Sans préjuger d’aucune manière de la réalité des délits qu’aurait ou non commis cet ancien Président, plusieurs constatations s’imposent.[ii]
Les affaires à l’origine de ces écoutes n’ont fait à ce jour l’objet d’aucune mise en examen et aucune partie civile n’y est impliquée. Il n’y a alors aucune possibilité de divulgation des informations par les parties en cause ou leurs défenseurs.
Les fuites ne peuvent donc provenir que des milieux judiciaires, de leur hiérarchie ou de leurs instruments.
Il s’agit là d’une violation manifeste du secret de l’instruction qui ne semble pourtant à ce jour faire l’objet d’aucune poursuite.
De toute évidence ces révélations étaient susceptibles d’avoir une influence sur le comportement des électeurs quelques jours plus tard et aucune raison impérieuse n’en rendait nécessaire la publication avant les élections. Le pouvoir, la justice et les medias concernés auraient même beaucoup gagné en crédibilité si ces informations avaient attendu la conclusion de l’instruction ou, à tout le moins, la fin des élections.
Alors ?
Quatre hypothèses principales viennent à l’esprit :
– Des personnels chargés de ces affaires sont sous influence du pouvoir politique et ont exaucé ses vœux,
– Des personnels, débordés de travail et/ou inconscients des conséquences électorales des fuites, ont, par mégarde, laissé échapper, à ce moment-là, quelques éléments de leur enquête,
– Des personnels, forts de convictions personnelles, ont choisi délibérément de favoriser certains partis ou même de discréditer le système démocratique au profit d’extrémismes divers,
– Le Pouvoir, informé régulièrement de ces instructions, a fourni lui-même des informations à des journalistes capables de les publier.

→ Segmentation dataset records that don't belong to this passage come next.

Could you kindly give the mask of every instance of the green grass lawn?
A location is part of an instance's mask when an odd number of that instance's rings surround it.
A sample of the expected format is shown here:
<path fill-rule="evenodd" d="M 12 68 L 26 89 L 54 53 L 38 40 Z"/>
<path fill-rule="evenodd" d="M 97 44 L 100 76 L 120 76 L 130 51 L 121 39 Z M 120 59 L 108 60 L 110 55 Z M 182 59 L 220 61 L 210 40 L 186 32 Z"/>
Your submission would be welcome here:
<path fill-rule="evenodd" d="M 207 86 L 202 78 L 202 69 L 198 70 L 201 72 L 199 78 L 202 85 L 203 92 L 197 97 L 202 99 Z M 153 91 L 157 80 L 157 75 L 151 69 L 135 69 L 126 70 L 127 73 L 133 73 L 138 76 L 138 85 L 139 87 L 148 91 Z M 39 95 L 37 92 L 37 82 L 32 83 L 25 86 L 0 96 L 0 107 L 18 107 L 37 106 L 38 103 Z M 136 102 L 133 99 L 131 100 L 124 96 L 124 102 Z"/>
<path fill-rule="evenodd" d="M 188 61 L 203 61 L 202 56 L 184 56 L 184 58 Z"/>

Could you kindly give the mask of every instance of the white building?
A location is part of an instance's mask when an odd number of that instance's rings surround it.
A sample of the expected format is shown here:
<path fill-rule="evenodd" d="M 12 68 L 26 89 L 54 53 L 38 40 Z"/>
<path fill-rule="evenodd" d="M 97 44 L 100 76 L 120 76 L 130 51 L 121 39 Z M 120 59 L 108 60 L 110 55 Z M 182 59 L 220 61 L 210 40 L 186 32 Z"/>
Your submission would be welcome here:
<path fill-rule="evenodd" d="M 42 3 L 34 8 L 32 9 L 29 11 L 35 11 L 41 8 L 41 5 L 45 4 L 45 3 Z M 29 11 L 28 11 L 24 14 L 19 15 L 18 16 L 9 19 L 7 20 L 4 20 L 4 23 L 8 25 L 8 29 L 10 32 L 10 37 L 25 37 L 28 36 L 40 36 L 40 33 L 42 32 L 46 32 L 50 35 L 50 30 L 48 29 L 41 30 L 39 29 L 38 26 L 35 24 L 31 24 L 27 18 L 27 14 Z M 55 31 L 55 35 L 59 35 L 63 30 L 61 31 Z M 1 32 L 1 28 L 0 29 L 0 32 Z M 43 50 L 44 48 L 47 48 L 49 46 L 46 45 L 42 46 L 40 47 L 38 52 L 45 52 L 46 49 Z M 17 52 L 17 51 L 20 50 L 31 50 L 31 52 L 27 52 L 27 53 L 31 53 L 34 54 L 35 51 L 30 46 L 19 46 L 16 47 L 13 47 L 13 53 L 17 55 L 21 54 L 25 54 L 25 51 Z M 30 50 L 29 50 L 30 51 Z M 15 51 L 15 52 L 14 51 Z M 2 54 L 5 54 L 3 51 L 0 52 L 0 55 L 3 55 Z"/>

Chacun pourra approfondir l’étude de ces hypothèses, mais quel qu’en soit le résultat, n’aurions-nous donc le choix qu’entre une Justice sous influence, une Justice inconsciente, une Justice partiale ou un Pouvoir dévoyé ?
A une époque où disparait toute confiance dans les Institutions, les Pouvoirs et les medias, n’est-il pas urgent pour les politiques, les magistrats et leurs syndicats d’éclaircir rapidement cette affaire et de revenir à une pratique plus décente ?
Ce serait peut-être montrer un peu de respect au peuple, éviter d’injustes soupçons à l’immense majorité des fonctionnaires intègres et, qui sait, contribuer au retour du civisme.
[i] Le 7 mars 2014, Gérard Davet et Fabrice Lhomme, dans le Monde révèlent que Nicolas Sarkozy est, depuis plusieurs mois, l’objet d’écoutes téléphoniques décidées par les juges Serge Tournaire et René Grouman dans l’affaire d’un éventuel soutien de la Lybie au financement de la campagne de 2007. Le 18 Mars, à cinq jours du premier tour des élections municipales, Mediapart publie certains extraits des conversations écoutées.
On apprend en particulier que, sur la base de ces écoutes, le parquet national financier a chargé fin février 2014 les juges Patricia Simon et Claire Thépaut d’une instruction pour violation du secret de l’instruction et trafic influence à l’encontre de l’ancien Président et de son défenseur, la première pour déterminer comment ils ont eu vent des écoutes les visant, et la deuxième pour une présomption de trafic d’influence auprès d’un magistrat de la cour de cassation.
[ii] L’exemple cité ici n’est que le dernier d’une série qui a émaillé la plupart des élections depuis des décennies.